De facto, o Cartão do Adepto foi revogado em dezembro último, por decisão do Parlamento, mas a lei n.º 92/2021 que o baniu, não acabou com as Zonas com Condições Especiais de Acesso e Permanência de Adeptos (ZCEAP). O acesso a estas áreas, normalmente reservadas às claques, está dependente da compra de um bilhete nominal, isto é, um bilhete que é emitido com o nome do portador. O adepto tem que identificar-se na compra e eventualmente no estádio, onde à entrada ou no decorrer de um jogo lhe pode ser solicitada a exibição da identificação para comprovar que o adepto é o legítimo portador do bilhete.
O cartão do adepto foi criado em 2020, por iniciativa da Liga de Clubes, em articulação com o Governo, na sequência de episódios de pirotecnia nos estádios. Mas a medida só entrou em vigor no início da época 2021/22, depois do público voltar aos estádios.
Para a obtenção do Cartão do Adepto, o portador devia divulgar o seu nome completo, morada, documento de identificação, número do documento de identificação, data de nascimento, número de identificação fiscal, endereço de correio eletrónico, número de telefone e promotores de espetáculos desportivos que apoia.
O documento tinha um custo de 20 euros, era válido por três anos e tinha como objetivo identificar os adeptos que pretendiam aceder às zonas dos estádios reservadas às claques dos clubes.
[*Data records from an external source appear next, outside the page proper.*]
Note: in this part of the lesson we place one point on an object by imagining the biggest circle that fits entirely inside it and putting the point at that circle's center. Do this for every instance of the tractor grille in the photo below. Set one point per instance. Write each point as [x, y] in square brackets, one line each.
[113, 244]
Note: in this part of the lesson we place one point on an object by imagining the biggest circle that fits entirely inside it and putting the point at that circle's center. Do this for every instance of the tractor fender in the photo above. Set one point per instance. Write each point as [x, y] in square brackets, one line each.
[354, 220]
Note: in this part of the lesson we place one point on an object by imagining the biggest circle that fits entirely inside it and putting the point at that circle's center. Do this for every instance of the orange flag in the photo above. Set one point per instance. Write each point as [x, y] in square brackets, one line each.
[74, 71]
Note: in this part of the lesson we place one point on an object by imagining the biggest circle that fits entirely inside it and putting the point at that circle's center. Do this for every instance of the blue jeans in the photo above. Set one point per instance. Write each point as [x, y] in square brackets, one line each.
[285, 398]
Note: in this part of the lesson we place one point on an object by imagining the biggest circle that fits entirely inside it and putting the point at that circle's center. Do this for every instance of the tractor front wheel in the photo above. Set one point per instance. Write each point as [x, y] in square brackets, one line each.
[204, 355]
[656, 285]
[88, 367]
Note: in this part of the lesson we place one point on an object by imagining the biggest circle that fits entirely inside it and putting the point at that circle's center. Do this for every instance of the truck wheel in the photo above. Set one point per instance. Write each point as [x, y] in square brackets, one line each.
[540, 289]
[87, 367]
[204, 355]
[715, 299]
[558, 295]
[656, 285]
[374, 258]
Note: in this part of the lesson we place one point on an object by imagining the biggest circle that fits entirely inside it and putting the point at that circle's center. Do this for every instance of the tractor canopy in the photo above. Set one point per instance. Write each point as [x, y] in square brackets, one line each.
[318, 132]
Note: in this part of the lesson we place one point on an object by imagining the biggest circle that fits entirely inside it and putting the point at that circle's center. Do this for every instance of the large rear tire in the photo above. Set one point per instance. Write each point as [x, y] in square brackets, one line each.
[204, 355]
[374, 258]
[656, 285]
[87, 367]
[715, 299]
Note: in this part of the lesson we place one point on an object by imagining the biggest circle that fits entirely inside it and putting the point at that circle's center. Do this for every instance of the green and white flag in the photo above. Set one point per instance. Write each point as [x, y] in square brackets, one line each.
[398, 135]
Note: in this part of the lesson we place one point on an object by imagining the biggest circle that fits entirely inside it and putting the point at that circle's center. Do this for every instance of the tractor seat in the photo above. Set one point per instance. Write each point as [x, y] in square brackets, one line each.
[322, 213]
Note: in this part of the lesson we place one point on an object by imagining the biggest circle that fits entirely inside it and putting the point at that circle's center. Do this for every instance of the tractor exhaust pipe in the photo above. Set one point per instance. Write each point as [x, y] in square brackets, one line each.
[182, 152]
Em dezembro, foi revogado. Deixou de estar em vigor a 1 de janeiro de 2022.
Na ótica da APDA, o documento identificativo a solicitar ao adepto “pode ser qualquer um, desde o cartão de sócio, como o bilhete de época ou o cartão de cidadão”, mas, alertava a organização, persistem muitas dúvidas sobre a forma como os clubes estão a aplicar a lei que entrou em vigor em janeiro.
No que diz respeito ao acesso aos estádios, pelo que o JPN pôde apurar junto de fontes oficiais de três clubes que preferiram não ser identificadas, a situação varia entre os clubes da Primeira Liga. Se emblemas como o Benfica exigem a todos os adeptos visitantes um bilhete nominal – razão que levou a claque do Vizela a colocar-se fora do jogo -, outros clubes optaram por reservar parte das áreas que destinam aos visitantes para adeptos não portadores de bilhete nominal. Estes adeptos só não podem fazer-se acompanhar de artigos tradicionais das claques (bandeiras, tarjas, tambores, entre outros).
“Não há cartão, mas não se pode dizer que tenha desaparecido a catalogação de adeptos – pois, se optarmos por outra bancada, a nossa identificação deixa de ser uma questão”, refere Martha Gens, presidente da APDA, no artigo que dedicou ao assunto.
É verdade que o fim do cartão do adepto introduziu diferenças. Desde logo, porque era pago – custava 20 euros e era válido por três anos. Além disso, dias antes do jogo o adepto tinha que fazer um registo prévio e existia uma base de dados dos elementos que pretendiam fazer parte das ZCEAP. Após a abolição do documento, deixou de haver arquivo centralizado de dados. Também mudou o acesso para os menores de 16 anos que antes não podiam ver jogos junto às claques – agora podem, desde que acompanhados por um adulto. No entanto, a identificação continua a ser precisa para os que pretendam ver jogos nas ZCEAP.
Apesar da revogação do Cartão do Adepto ter sido uma luta ganha pelas claques dos mais diversos clubes da Primeira Liga, fica claro que os fantasmas que o documento deixou continuam a pairar sobre os adeptos portugueses.